I did keep 3 very specific lenses I was most attached to, not only emotionally (all three were bought from Japan), but also planning to buy a Pentax DSLR one day again to do more nature and landscape photography. Kept my razor sharp Sigma 17-50 2.8 and two vintage Asahi Takumar manual M42 lenses – the 200mm f4 and the highly coveted 1st generation of 135mm f2.5, both of which are 50+ years old, in pristine condition and portraits coming out of this old glass are just surreal.

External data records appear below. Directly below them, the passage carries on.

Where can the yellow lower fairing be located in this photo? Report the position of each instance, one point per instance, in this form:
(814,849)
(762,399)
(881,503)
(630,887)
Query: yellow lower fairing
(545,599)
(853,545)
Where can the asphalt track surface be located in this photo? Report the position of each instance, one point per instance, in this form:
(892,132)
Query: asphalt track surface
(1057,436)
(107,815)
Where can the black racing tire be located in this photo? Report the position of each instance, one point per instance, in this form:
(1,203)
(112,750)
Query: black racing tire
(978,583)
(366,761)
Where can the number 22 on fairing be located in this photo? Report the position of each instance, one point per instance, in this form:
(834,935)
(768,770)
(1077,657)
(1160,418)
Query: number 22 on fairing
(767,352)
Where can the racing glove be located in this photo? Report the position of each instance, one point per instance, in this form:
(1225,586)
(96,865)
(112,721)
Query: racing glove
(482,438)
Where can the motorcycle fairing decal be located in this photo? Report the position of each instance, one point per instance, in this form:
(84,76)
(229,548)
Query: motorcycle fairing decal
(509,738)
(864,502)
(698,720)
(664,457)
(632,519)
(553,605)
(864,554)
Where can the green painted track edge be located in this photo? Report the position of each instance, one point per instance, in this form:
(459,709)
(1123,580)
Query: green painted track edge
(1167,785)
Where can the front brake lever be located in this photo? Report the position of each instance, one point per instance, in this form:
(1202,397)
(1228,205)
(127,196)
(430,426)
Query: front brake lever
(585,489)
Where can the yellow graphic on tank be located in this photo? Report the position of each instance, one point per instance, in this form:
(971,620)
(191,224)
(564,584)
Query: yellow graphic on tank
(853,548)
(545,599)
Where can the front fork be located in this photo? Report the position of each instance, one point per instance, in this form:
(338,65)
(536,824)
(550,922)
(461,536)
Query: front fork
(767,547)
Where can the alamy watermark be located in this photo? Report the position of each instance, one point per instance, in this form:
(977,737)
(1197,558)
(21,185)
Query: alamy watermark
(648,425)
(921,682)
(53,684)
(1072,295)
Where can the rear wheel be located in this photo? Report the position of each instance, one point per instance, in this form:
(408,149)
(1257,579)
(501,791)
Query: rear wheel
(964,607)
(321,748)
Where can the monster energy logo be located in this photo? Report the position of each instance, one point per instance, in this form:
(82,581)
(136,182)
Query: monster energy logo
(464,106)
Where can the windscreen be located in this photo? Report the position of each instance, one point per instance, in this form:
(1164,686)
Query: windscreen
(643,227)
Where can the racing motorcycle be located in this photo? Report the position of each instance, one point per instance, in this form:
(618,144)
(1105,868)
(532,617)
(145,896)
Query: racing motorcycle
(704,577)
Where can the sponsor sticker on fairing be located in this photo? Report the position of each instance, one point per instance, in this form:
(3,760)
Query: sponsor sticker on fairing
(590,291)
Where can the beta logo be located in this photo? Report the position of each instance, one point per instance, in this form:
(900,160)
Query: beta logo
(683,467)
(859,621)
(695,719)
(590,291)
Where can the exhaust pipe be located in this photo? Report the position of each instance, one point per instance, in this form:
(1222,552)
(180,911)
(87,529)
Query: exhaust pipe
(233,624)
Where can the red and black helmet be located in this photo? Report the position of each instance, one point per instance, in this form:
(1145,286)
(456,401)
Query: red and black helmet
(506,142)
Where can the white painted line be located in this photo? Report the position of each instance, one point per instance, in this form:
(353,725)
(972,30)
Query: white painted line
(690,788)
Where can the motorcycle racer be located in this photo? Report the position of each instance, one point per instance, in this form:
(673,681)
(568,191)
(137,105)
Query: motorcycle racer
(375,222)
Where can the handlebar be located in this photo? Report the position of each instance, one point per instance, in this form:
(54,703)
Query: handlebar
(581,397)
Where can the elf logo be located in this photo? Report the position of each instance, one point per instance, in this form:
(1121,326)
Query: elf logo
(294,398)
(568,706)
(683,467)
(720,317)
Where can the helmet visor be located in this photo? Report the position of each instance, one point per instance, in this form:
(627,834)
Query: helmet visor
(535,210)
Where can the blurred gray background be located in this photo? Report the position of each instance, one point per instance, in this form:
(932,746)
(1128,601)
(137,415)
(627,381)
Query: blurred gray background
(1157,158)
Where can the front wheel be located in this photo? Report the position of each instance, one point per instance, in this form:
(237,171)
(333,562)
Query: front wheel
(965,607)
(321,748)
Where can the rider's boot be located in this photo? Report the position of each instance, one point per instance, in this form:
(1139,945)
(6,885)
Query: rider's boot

Went into this whole deal with a hefty dose of trepidation and emerged free and joyful. Now I ended with a broken film camera I couldn’t shoot, three DSLR lenses I couldn’t use + my infrared GR.
Life was good!
Surviving solely with an IR pocket camera (no matter how I love shooting infrared) is not very practical, so I used the proceeds from the gear sale and bought a second GR, this time version III.
Life is better than good!
I no longer believe that gear is what makes me tick, or what makes me a better photographer. That is a fantasy many of us believe and get tangled up in. I’ve woken up into a realization that my gear has precisely zero to do with my creativity. The best camera is the one you have on you at any given moment. Truth.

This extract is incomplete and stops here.